Sorgerebbe quindi in capo al Medico di Medicina Generale un obbligo non solo normativo ma anche deontologico circa la necessità della redazione di una informativa per la raccolta del consenso del paziente idonea allo scopo, chiara e adeguatamente dettagliata al fine di consentire all’assistito di esprimere un consenso effettivamente informato circa le modalità e le finalità di trattamento dei suoi dati mediante sistemi informatico-telematici.

Con riguardo al grado di «effettiva informazione» del paziente non si possono tuttavia tacere due osservazioni, la prima di tipo generale, la seconda relativa al caso in esame.

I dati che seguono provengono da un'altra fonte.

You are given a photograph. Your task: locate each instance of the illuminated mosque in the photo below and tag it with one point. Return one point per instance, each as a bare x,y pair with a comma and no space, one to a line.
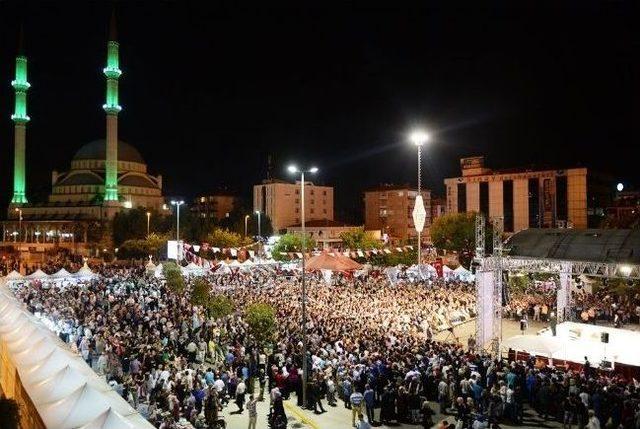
105,176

In linea generale, va osservato che la comprensione da parte del paziente delle modalità e delle procedure informatiche di trattamento dei suoi dati non potrà essere paragonabile a quella di un esperto del settore, non potrà certo raggiungere un livello di penetrazione e dettaglio circa le criticità e i rischi pari a quello che potrebbe essere afferrato da un tecnico informatico. Si tratterà piuttosto di porsi un obiettivo di “comune” comprensione dei problemi, di un livello medio di conoscenza, quello proprio di un ideale “cittadino tipo”. Corrispondentemente ne sarà definito l’obbligo giuridico del medico: non si potrà pretendere che egli renda edotti i propri pazienti fornendo loro complesse nozioni di informatica e di telematica, l’informativa privacy non potrà trasformarsi in un trattato tecnico-scientifico.

D’altro canto l’impossibilità di pretendere che il cittadino medio si trasformi in un esperto in molti settori non fa venire meno il suo diritto giuridicamente riconosciuto ad essere informato.

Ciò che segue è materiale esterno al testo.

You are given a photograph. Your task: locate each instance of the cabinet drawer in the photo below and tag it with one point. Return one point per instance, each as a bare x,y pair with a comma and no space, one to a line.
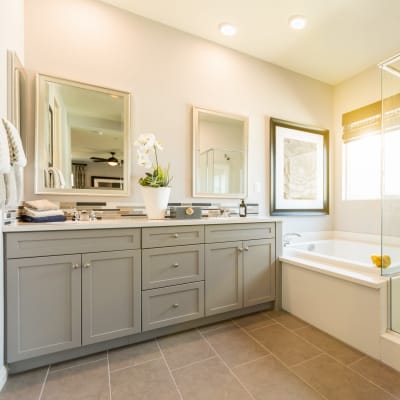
233,232
172,236
33,244
172,305
172,266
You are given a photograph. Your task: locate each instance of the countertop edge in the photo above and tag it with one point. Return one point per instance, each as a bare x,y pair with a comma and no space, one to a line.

Con riguardo al caso di specie, cioè con riguardo alla digitalizzazione di ricette e certificati e al loro trattamento mediante il complesso sistema SAC-SAR, oltre al citato limite circa l’approfondita comprensione che del SAC-SAR si possa richiedere al paziente medio, ci sono altri interrogativi che si pongono all’attenzione.

In primis la fonte dell’informazione al paziente.

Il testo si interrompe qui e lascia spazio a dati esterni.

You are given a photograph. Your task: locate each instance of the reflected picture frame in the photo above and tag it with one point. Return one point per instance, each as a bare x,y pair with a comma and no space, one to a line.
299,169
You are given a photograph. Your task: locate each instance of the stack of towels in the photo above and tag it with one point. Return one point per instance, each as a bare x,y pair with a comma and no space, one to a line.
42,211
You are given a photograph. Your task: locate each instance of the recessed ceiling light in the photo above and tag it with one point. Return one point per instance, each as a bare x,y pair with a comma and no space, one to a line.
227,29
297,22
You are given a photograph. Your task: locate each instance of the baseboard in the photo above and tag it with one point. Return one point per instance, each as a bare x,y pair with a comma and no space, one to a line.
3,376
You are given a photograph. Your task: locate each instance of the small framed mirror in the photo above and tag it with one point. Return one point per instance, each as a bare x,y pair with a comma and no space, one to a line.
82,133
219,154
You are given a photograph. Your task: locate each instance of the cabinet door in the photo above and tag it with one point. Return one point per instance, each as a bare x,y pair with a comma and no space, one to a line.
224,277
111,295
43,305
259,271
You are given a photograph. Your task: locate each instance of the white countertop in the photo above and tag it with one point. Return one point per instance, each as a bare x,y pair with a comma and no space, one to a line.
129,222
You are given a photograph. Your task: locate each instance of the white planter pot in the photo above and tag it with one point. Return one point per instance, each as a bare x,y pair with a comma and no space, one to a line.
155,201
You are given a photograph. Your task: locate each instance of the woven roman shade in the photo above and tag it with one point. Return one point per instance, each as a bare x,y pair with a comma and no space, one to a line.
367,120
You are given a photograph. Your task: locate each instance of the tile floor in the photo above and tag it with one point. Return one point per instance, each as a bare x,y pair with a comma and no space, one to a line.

Come si è detto, il trattamento delle informazioni del paziente mediante il SAC-SAR è stato previsto e disciplinato dal legislatore a fini di controllo di spesa e di programmazione economica. Pertanto se è ovvio che la redazione delle ricette ha quale primaria finalità la salute del cittadino, la particolare modalità di trattamento dei dati sopra descritta pare avere piuttosto un fine più vasto e connesso alle funzioni di governo e amministrative dello Stato: quello relativo alla gestione della spesa sanitaria o, con riguardo al certificato di malattia, della spesa pubblica in generale. Si pone pertanto l’interrogativo se sia il Medico di Medicina Generale che debba approfondire nella informativa privacy che rende al paziente questo particolare tipo di trattamento o se questo compito spetti piuttosto a quegli stessi organi pubblici che a tale trattamento sovraintendono.

Va ricordato, con riguardo a questo aspetto, che la disciplina del dato a contenuto sanitario cambia a seconda della finalità per cui esso è trattato e a seconda dei soggetti che lo trattano.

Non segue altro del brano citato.